Interviewer: What changes have you observed in the practice of public relations during your career?

O’Brien: I would say the biggest change that I’ve noticed is journalistic integrity. By that I mean that twenty years ago when I was in public relations working for a client, there was a consistent behavior that the media followed when it came to covering people and you knew that. You knew that no matter who the client was or who the individual was, they were going to receive the same level of scrutiny on any issue. That was so consistent that you knew that you would be proven right on your counsel to clients. So they would have to listen to your advice whether they liked it or not because they knew it was true and there was a certain consistency, continuity to coverage that reflected that journalistic integrity … things like objectivity, accountability, a real effort to be objective, or if not objective to interpret the facts before them in a very responsible way, a very non-advocacy role. I think that’s what changed by today. Today what we used to call journalistic integrity is not the same. It’s been replaced in many places by journalistic advocacy. I have run into that a few times and we can see it every day when we turn on the television or we read the newspaper or even visit some Web sites. What’s happened is that you will have major media taking sides.

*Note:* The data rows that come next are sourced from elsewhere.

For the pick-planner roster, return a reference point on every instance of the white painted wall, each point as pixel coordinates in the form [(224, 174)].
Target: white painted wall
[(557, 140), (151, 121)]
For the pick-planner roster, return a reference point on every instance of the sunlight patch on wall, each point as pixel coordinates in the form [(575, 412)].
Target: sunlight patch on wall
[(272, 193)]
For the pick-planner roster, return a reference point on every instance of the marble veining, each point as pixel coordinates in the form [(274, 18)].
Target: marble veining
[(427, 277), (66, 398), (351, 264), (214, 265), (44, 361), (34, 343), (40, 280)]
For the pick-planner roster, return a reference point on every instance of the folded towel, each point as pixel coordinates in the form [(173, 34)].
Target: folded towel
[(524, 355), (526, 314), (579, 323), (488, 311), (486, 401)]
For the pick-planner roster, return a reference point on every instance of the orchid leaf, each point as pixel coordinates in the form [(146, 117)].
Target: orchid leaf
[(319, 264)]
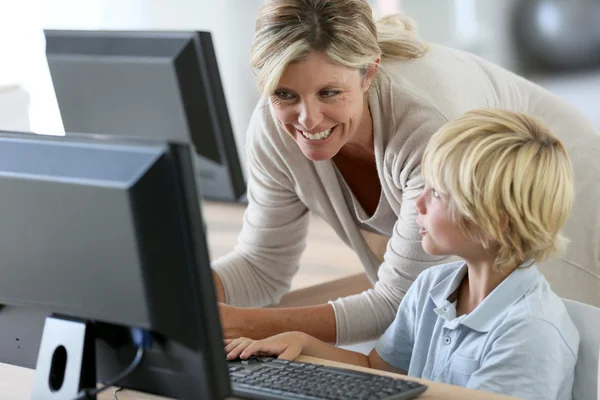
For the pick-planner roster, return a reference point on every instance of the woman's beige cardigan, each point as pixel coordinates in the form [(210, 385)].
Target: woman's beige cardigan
[(414, 98)]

When I was involved in a crisis situation one time, it was a six-week long period of volatile media coverage and at one point, a very major national newspaper daily came to us and he covered the story. He was a little bit more with the other side than the company that I was representing. My role as an advocate is to advocate for my client, but it took me by surprise that a reporter seemed to be playing the role of the advocate for the other side. So after one of the meetings that we had with this reporter, I asked him off the record, “Why do you take sides on stories like this?” He wasn’t bashful about his response. He said we look at the way the world is and we think of it the way it should be and that’s the way we report. I always remembered that … working with him and his publication after that. It became very good advice from him, because any time I had run into that publication again, thinking of that mantra of his helped, because all of their reporters tended to behave that way.

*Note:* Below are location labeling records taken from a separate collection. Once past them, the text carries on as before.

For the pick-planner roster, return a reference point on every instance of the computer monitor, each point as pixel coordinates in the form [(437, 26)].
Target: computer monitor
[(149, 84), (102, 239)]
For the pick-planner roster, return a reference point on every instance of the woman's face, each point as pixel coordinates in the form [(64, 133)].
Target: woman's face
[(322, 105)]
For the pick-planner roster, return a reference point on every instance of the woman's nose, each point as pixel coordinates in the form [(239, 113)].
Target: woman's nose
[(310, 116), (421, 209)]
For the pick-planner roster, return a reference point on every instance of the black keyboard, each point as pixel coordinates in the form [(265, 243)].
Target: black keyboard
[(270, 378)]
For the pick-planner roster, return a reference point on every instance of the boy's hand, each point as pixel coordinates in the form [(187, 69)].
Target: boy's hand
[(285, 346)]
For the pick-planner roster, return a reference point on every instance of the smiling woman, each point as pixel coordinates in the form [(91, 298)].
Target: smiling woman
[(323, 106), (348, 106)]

Whether we like it or not, what we now know in public relations, and it is a big change, is that you will have advocacy media. So it depends on what side of the issue you are as to whether you’re going to be highly scrutinized or not, or even unfairly ridiculed, where the facts will not matter to certain reporters in certain cases. We just have to know that.

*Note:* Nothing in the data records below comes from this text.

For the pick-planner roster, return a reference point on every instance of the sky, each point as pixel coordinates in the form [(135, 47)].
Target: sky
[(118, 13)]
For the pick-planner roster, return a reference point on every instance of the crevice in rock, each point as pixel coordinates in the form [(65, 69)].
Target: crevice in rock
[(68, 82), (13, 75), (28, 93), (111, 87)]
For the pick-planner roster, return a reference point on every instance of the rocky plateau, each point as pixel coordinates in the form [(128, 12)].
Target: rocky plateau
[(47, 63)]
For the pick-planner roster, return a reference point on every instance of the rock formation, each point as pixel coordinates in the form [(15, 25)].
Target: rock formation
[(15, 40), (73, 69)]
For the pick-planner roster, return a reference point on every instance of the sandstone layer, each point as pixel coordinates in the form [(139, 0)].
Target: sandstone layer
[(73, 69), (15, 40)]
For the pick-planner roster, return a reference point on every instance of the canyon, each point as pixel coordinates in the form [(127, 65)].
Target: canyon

Now why does this happen? Economics is a big reason. Newspapers have learned that you can’t be neutral and sell newspapers and sell advertising. In an environment where we have the Internet and so many media options, and younger people aren’t even using the old-fashioned mainstream media, they’re going to the Internet. They are getting information so many different places that it’s very tough for publications to get the attention that they need to run their businesses. What they’ve learned is that by taking a side on the issue, it’s not quite sensationalism, but by taking a side, the appeal to that side of the argument, and at least that’s their base and that’s their business market for their publication, or their viewership. So you have that … I’ve run into that in business in public relations as well. You will have one newspaper take one side of the issue and its competitor take the other side of the issue, and the two newspapers will compete with each other by taking two sides of an issue. So that’s what’s changed. Where both newspapers aren’t striving for neutrality, they’re striving to fulfill a certain mission that isn’t necessarily neutral.